Judge Paul Watford, U.S. Court of Appeals for the Ninth Circuit
Image: courtesy photo

SAN FRANCISCO — Three new Obama appointees to the U.S. Court of Appeals for the Ninth Circuit weighed in Tuesday on their first hotly contested death penalty case.

Judges Paul Watford, Morgan Christen and Jacqueline Nguyen voted on the side of staying an execution — but distanced themselves from a blast leveled by seven of the court's most liberal judges at two of their own colleagues.

In Stokley v. Ryan, 09-99004, the court narrowly turned aside a call to rehear en banc a decision clearing the way for the Dec. 5 execution of Arizona inmate Richard Dale Stokley, who kidnapped, raped and strangled two 13-year-old girls.

He had lost his bid for habeas corpus last year, but asked the Ninth Circuit to recall the mandate and send his case back to U.S. district court based on a ruling from the U.S. Supreme Court in January on attorney abandonment.

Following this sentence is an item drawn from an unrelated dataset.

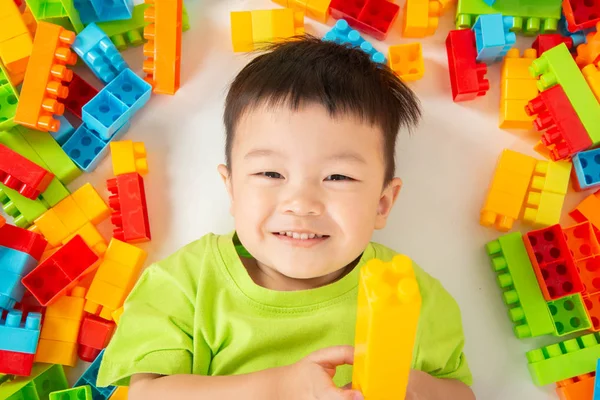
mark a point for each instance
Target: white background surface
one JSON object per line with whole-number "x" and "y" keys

A three-judge panel rejected Stokley's motion Nov. 15 in an order signed by Judges M. Margaret McKeown and Carlos Bea. They ruled that although Stokley had had serious difficulties with his state post-conviction attorney, she had not "abandoned" him within the meaning of Maples v. Thomas, nor could he show prejudice even if he'd been abandoned. Judge Richard Paez dissented.

Six days later the panel backtracked somewhat, filing a new order saying it would assume without deciding that Stokley had indeed been abandoned, but that he still could not show prejudice.

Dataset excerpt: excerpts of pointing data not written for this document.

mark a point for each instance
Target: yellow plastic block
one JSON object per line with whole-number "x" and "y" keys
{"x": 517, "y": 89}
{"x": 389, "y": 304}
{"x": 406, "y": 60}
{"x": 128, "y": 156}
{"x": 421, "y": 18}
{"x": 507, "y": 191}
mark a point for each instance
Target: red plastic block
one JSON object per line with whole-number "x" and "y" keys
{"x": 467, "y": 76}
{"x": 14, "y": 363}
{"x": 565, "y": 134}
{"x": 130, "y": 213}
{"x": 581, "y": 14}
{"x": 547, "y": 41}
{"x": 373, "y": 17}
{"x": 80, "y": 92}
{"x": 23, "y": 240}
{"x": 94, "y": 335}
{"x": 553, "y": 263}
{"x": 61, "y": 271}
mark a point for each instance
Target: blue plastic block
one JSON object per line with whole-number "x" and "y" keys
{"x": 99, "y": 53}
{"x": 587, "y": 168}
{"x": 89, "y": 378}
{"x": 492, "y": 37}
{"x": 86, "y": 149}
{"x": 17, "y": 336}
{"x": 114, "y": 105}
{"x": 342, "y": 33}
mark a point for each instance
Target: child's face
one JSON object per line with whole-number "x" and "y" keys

Last week the full court fell a few votes short of rehearing the case en banc, and on Monday Judge Stephen Reinhardt filed a dissenting opinion blasting both the panel's reasoning and tactics.

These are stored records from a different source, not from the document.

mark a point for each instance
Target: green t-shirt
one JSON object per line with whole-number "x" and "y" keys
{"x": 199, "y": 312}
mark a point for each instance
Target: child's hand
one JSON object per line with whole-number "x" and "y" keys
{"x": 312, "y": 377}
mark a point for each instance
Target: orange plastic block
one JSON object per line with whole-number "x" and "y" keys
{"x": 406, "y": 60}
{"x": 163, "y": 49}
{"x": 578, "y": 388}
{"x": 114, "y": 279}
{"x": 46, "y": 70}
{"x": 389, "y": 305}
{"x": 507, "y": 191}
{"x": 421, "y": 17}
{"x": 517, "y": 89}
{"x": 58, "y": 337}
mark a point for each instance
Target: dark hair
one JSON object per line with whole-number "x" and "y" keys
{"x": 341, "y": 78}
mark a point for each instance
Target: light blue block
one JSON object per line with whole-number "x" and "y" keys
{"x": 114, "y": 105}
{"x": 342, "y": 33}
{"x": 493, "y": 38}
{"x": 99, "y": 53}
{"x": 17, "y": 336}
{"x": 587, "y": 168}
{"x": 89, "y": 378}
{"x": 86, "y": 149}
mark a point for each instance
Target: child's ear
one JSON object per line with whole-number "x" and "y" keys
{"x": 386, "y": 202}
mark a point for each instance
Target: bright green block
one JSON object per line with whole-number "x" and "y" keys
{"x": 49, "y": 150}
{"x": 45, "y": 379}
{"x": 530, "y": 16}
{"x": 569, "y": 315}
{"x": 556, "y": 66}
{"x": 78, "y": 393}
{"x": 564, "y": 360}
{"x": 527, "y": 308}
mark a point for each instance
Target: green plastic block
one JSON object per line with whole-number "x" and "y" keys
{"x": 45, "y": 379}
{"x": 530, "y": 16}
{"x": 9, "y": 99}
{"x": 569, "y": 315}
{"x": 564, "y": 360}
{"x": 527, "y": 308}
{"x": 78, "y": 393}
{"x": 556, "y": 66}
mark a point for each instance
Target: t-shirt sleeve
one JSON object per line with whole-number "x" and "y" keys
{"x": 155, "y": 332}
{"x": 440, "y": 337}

"The majority, without proper briefing, made a number of serious errors that warrant review by the en banc court," Reinhardt wrote. "So great was its perceived need for speed that the panel was still amending its order and changing its rationale while the en banc process was under way."

Reinhardt argued that Stokley was entitled to an evidentiary hearing on the prejudice issue, and criticized McKeown and Bea for saying in their original Nov. 15 order that Stokley's attorney, Jennifer Garcia, could not at oral argument identify any issues that required factual development. According to a recording of the hearing, Judge Bea had qualified the question by saying, "putting aside prejudice and putting aside the merits of the claim — just as to cause," and Garcia had agreed "it would only be the prejudice and the merits of the underlying claim" that required an evidentiary hearing.

Reinhardt was joined by Paez and Judges Harry Pregerson, Kim McLane Wardlaw, William Fletcher, Raymond Fisher and Marsha Berzon. Fletcher issued a separate opinion, joined by those same judges, saying Stokley's claims "may or may not prove to be winning claims," but "we should not allow the state of Arizona to kill Stokley before they have been properly considered."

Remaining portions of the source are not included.